Climbing up the Yalung Nyau La 

Indian Himalayan Grand Traverse - Day 10 - Gyame

After a relatively easy day, today's walk was tough.  It involved crossing two passes over 5,400 metres and everyone found it a hard day.  Helen Marie, who has struggled with the altitude, decided that she would make use of the spare pony.  She is clearly thinking that she might have to abandon the trip which would mean leaving it the day after tomorrow at Korsok.

A flock of sheep getting ready to depart.

Indian Himalayan Grand Traverse - Day 9 - Rajung Karu

After three tough days, an easier one today.

We saw signs that the Changpa nomads were about yesterday but today we got to meet them. The Changpa live on the Changtang plateau most of which is in Tibet.

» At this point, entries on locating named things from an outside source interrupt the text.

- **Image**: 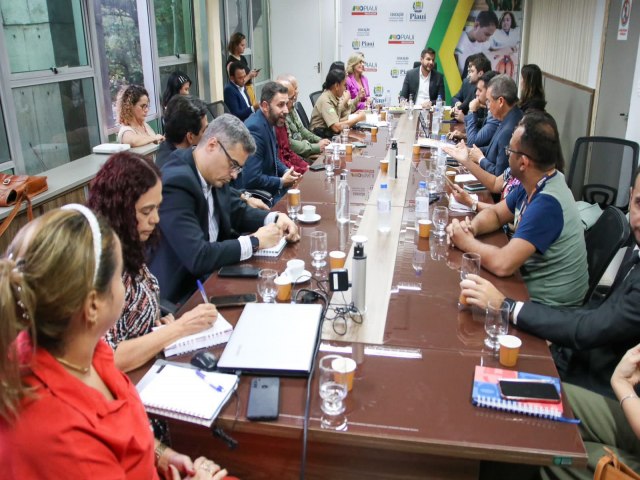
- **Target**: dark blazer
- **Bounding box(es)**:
[400,67,444,102]
[224,82,253,122]
[242,110,288,199]
[518,258,640,397]
[149,148,268,303]
[480,105,522,176]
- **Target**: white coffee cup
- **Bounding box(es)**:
[287,258,304,281]
[302,205,316,220]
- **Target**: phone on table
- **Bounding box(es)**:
[209,293,258,308]
[498,379,560,403]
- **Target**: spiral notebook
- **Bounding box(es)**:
[153,312,233,357]
[471,365,572,421]
[136,360,238,427]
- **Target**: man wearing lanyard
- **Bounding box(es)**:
[447,112,589,306]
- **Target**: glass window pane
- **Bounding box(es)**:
[0,0,88,73]
[13,78,100,175]
[154,0,193,57]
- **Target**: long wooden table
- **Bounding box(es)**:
[134,111,586,479]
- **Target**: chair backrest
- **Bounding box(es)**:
[295,102,309,129]
[567,137,640,211]
[309,90,322,107]
[584,206,631,302]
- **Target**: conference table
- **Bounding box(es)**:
[132,110,587,479]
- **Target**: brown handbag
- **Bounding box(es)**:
[0,173,49,236]
[593,447,640,480]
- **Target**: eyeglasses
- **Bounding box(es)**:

They are semi-nomadic moving their herds of sheep, goats and yak in rotation from one campsite to another, moving on when the grass runs out.  The permanent features of the regular campsites, stone animal enclosures and stone foundations on which a single room yurt is assembled, are scattered across the landscape and used each time the nomads visit.  Dilip says that they are up here in th high mountains all the year round including the 9 long winter when the temperatures get to minus 35.  He tells me that it's so cold in the winter that the nomads congregate in a single yurt and sleep around the fire huddled together in a kneeling position.  I must admit I wonder if this a Ladakh version of urban myth but Dilip definitely believes it.

Leaving the camp a passing an empty nomad settlement

Indian Himalayan Grand Traverse - Day 8 - Riyul

This is one of the first group treks where I can remember everyone's names.  This might be because of the size of the group (just 11 people) or something to do with how friendly everyone is - either way it's definitely an easy group of people to be with.

The group consists of "Dr Nick" - who we met last year on the Annapurna who is the same age as me (58) and a strong walker; Ralph the German who lives in Paris, early forties and another strong walker; Pete again my age, from Lincolnshire (my home county), a strong walker and a veteran of numerous similar trips; Pauline a solicitor from Dublin who I guess is in her late forties; Amanda and Andrew (besides us the only other couple), who crack jokes all day and are the life and soul of the group; Sven from Sweden who at 34 is the baby of the group; Malcolm from Nottingham somewhere in his early 50s, a strong walker who I think models himself on Wainwright; and Helen Marie from Canada who looks much younger than she is (mid sixties I think).

Indian Himalayan Grand Traverse - Day 7 - Tisaling

What a wonderful day's trekking.  We had slept well and for some reason the walk, which included crossing two passes each well in excess of 5,000 metres, turned out to be easier than anticipated.  We are on a roll.